Nicholas Christofi, managing director of Sirius Property Finance, said the next few months will be key to the direction of the housing market.

“Of course, it's important to remember that there is a seasonal element at play during the summer holiday period and this could be a contributing factor behind a reduction in market activity,” he said

“So, it will be interesting to see where we stand over the coming months as we approach what is traditionally a busy time of year in the run-up to Christmas.”

Pockets of support

But the cooling housing market is getting some support.

Rising mortgage rates and falling yields have made the buy-to-let market a harder place in the past year. As such, first-time buyers with enough financial clout have been able to snap up some bargains as landlords put their properties up for sale.

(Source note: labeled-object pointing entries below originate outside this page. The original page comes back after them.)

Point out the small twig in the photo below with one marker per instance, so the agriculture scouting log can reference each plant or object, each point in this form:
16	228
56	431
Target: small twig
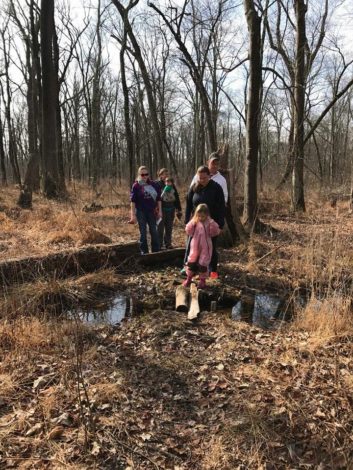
269	253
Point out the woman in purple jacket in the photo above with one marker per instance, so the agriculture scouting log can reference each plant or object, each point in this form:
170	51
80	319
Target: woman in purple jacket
146	203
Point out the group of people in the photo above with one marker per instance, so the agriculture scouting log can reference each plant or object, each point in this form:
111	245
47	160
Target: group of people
154	204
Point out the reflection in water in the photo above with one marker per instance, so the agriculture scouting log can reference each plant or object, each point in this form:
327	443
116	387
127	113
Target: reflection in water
110	313
259	309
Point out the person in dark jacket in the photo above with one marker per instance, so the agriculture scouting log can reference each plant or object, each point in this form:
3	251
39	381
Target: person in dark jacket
145	200
206	191
170	206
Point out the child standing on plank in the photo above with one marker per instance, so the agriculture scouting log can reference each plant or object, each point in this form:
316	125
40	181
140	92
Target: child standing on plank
170	205
201	228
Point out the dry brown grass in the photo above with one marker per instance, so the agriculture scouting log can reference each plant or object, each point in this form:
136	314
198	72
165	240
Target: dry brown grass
56	295
325	320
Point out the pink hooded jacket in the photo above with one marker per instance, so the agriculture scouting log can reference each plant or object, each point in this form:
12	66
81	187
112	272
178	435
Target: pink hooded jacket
201	243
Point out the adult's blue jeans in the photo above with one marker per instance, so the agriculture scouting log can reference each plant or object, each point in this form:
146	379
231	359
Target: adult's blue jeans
145	218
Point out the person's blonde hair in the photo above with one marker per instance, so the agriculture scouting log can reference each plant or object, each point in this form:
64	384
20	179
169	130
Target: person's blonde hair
201	209
141	168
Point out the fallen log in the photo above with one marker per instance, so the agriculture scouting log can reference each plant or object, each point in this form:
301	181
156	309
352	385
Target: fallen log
161	256
66	263
194	309
181	299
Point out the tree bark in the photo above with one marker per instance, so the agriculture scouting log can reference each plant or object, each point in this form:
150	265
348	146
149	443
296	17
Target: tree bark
298	200
252	115
49	160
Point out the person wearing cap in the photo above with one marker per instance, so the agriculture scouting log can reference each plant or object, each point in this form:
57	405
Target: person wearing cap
170	206
209	192
213	166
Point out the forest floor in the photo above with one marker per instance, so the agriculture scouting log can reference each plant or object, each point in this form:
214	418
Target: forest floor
158	391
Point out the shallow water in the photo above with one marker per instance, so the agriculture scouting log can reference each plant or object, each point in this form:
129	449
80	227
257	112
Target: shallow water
109	313
260	309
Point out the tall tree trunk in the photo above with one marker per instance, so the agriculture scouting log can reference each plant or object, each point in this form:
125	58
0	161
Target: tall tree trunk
252	115
159	146
59	136
49	160
128	129
298	200
32	178
96	138
2	155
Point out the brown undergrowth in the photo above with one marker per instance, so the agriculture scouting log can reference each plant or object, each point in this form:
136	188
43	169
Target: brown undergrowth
161	392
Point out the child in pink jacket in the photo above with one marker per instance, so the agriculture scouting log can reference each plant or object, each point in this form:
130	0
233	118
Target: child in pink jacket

“Ultimately, it will come down to first-time buyers looking to escape rising rents or homeowners that need to sell, either because of death, divorce or rising debts, that will keep the housing market moving in the short term,” said Ms Haine from Bestinvest.

Also, debt-free house hunters, although relatively rare, are playing their part in supporting activity in the market.

Cash sales are not expected to drop much this year, especially in the cheaper markets in the north of England and parts of Scotland.

“Cash buyers are more immune and on track to account for more than one in three sales in 2023,” said Mr Donnell from Zoopla.

However, he added: “Rates need to fall below 5 per cent before we see an increased appetite to move home in the second half.”

House builder Persimmon is set to leave the FTSE 100 index as its shares have lost 13 per cent of their value this year. Reuters

'Sensibly priced properties'

Despite pockets of buoyancy, the UK housing market is experiencing a marked slowdown, and there are few signs of improvement in the near future.

Nonetheless, some experts don't see a gloomy picture, rather one of resilience in the face of higher borrowing costs, inflation and other cost-of-living pressures.

“Buyers have become used to the higher-rate lending environment, and many sellers are pricing their properties accordingly,” said Nicky Stevenson, managing director at estate agent group Fine and Country.

“Sensibly priced properties continue to attract a lot of interest, while smaller homes in affordable locations are proving the most popular.”

Gone are the heady days of 2021, when the price of the average house grew around 10 per cent, or £27,000.

Perhaps symbolic of the entire state of the UK housing market is the fate of the house-builder Persimmon, whose shares have lost 13 per cent of their value this year.

The week, it was announced that after 10 years the company's shares will leave the premier league of the London market, the FTSE Index of top 100 shares.

Relegation to the midsized FTSE 250, illustrates the waning fortunes of Britain's home builders and commercial real estate developers.

But there's always hope, both for the company and the housing market. Persimmon was kicked out of the FTSE 100 in 2008, following the financial crisis, only to re-join five years later.